Türkiye devriminin tabulara takılıp kalmasını parçalayan ve oportünizm ve revizyonizmin kopuşu sağlayarak komünist hareketi -M. Suphi den sonra- ikinci kez ayakları üzerine diken İbrahim Kaypakkaya yoldaşın işkencede katledilişinin 46.yıl dönümü. 29 Ocak 1973 yılında gözaltına alınarak Diyarbakır zindanlarında 3.5 ay en ağır işkencelere maruz kalan Türkiye proletaryasının yetiştirmiş olduğu ender komünist önderlerden İbrahim Kaypakkaya yoldaş, 18 Mayıs 1973 yılında devlet tarafından “tehlikeli “görüldüğü için katledildi.

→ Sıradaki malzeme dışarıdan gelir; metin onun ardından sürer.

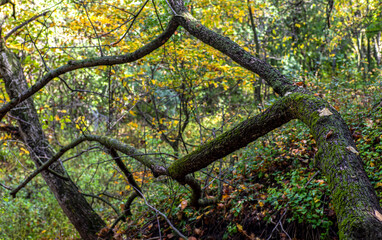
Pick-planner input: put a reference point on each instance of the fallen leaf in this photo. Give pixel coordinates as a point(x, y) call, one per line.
point(325, 112)
point(351, 149)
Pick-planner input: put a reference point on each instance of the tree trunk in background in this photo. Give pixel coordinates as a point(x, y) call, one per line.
point(72, 202)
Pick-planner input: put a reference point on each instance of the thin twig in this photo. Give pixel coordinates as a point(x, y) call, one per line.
point(23, 24)
point(164, 216)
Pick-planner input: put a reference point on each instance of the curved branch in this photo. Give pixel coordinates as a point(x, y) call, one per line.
point(232, 140)
point(274, 78)
point(103, 200)
point(23, 24)
point(92, 62)
point(107, 142)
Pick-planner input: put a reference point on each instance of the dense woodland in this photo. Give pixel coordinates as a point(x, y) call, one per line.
point(171, 119)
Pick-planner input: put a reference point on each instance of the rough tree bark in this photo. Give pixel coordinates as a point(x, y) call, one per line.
point(358, 211)
point(77, 209)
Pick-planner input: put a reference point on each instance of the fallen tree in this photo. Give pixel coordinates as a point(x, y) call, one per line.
point(356, 205)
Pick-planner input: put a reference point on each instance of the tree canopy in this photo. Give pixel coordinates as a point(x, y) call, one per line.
point(175, 118)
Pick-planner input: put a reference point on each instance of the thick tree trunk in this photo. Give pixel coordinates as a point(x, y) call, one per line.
point(357, 207)
point(75, 206)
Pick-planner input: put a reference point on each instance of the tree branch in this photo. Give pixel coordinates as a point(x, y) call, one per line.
point(91, 62)
point(23, 24)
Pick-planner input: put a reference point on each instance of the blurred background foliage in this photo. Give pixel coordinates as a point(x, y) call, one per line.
point(183, 95)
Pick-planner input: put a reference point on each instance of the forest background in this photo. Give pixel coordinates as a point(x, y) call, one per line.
point(181, 96)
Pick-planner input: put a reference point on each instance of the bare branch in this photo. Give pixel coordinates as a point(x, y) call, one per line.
point(23, 24)
point(106, 141)
point(92, 62)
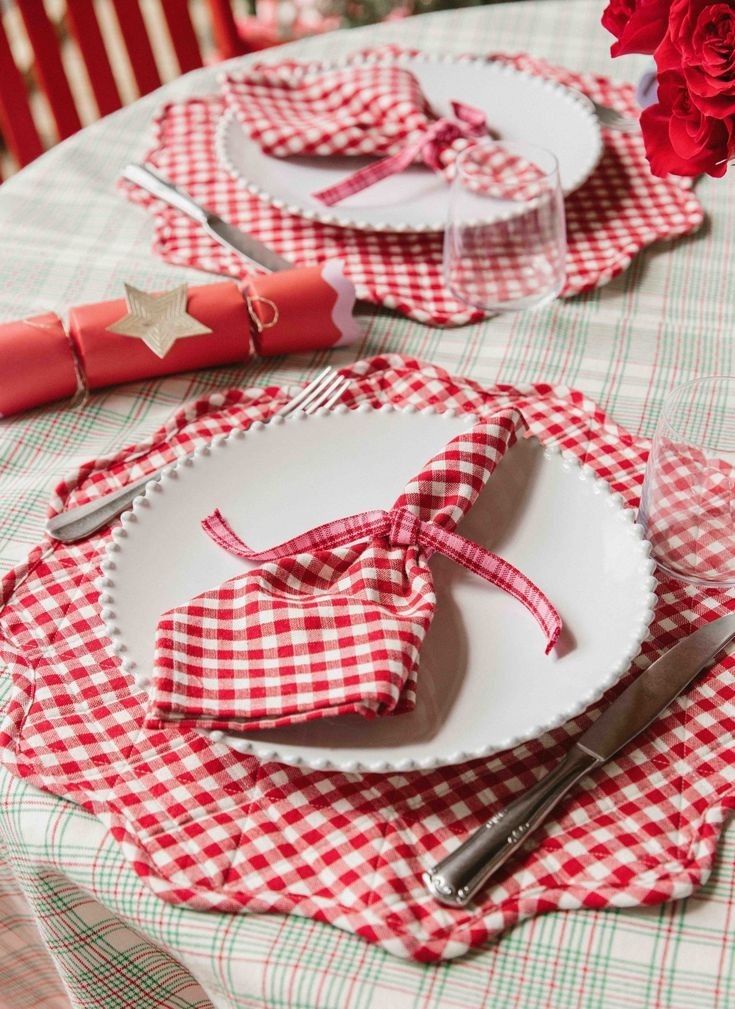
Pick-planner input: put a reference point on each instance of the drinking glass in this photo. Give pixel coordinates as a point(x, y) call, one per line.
point(688, 500)
point(505, 244)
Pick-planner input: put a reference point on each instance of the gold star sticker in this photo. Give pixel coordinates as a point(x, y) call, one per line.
point(158, 320)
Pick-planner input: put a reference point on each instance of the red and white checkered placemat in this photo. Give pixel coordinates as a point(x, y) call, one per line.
point(620, 210)
point(213, 828)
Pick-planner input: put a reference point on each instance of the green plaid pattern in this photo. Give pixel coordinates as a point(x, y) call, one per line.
point(76, 925)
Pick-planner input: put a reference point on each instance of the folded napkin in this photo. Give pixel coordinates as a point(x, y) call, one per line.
point(371, 110)
point(333, 621)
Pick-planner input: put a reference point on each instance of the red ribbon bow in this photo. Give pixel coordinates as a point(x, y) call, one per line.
point(429, 145)
point(400, 527)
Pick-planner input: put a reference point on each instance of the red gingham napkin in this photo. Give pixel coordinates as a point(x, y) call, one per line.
point(333, 623)
point(621, 209)
point(210, 827)
point(356, 111)
point(378, 109)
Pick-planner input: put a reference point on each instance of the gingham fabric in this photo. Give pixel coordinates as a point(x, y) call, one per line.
point(375, 110)
point(333, 622)
point(210, 827)
point(78, 926)
point(619, 211)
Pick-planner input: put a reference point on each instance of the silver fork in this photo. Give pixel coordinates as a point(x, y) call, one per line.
point(612, 119)
point(78, 523)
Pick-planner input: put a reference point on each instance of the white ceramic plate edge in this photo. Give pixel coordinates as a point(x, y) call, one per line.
point(106, 585)
point(341, 219)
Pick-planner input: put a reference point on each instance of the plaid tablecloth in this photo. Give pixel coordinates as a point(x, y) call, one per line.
point(64, 888)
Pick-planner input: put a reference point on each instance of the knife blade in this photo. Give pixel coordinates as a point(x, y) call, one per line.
point(456, 879)
point(224, 233)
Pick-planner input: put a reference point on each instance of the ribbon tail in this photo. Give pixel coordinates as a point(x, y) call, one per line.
point(330, 535)
point(499, 572)
point(369, 176)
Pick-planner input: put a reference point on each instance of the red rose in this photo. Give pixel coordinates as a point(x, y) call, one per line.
point(639, 25)
point(678, 138)
point(701, 43)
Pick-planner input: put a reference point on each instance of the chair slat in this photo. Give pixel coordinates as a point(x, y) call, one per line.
point(135, 36)
point(183, 35)
point(224, 28)
point(86, 30)
point(48, 67)
point(16, 121)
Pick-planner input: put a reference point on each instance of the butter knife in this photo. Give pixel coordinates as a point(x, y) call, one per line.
point(226, 234)
point(456, 879)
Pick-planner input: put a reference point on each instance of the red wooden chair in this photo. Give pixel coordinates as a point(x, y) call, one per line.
point(17, 125)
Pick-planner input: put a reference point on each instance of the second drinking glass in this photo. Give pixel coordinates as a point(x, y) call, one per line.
point(505, 244)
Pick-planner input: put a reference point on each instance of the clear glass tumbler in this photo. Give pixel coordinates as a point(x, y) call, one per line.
point(688, 500)
point(505, 243)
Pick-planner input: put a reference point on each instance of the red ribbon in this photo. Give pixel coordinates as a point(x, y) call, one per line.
point(401, 528)
point(469, 123)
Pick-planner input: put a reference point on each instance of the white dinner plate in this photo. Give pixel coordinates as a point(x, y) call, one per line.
point(518, 106)
point(485, 683)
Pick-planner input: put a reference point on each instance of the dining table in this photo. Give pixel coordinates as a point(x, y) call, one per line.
point(78, 926)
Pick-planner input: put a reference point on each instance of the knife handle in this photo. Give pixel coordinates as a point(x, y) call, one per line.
point(155, 184)
point(456, 879)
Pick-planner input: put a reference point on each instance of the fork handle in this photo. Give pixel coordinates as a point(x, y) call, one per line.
point(81, 522)
point(456, 879)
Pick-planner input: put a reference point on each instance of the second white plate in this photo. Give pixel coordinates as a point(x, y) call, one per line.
point(485, 683)
point(518, 106)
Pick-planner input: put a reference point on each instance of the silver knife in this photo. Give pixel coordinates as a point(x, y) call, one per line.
point(457, 878)
point(222, 232)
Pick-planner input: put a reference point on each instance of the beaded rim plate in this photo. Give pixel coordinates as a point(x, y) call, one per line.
point(519, 106)
point(485, 683)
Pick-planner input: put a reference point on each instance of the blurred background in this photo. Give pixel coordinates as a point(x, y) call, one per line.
point(65, 63)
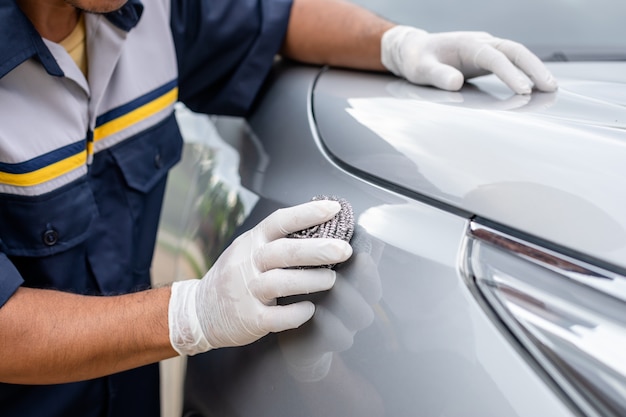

Kaypakkaya yoldaşın işkencede hunharca katledilişinin 46.yıl dönümü. Komünist bir önder olarak tabuları parçalayan ve komünist hareketi Türkiye coğrafyasında ikinci kez ayakları üzerine diken Kaypakkaya yoldaşın adının yasaklandığını, hakkında marş ve türkü söyleyenlerin cezalandırıldığı, yaşamı ve mücadelesini anlatan kitabın toplatıldığı koşullarda daha geniş kesimlerin katılımıyla Kaypakkaya yoldaşın anılması ve yaşamı-mücadelesi ve fikirlerinin geniş kitlelere tanıtılması daha bir aciliyet taşıyor.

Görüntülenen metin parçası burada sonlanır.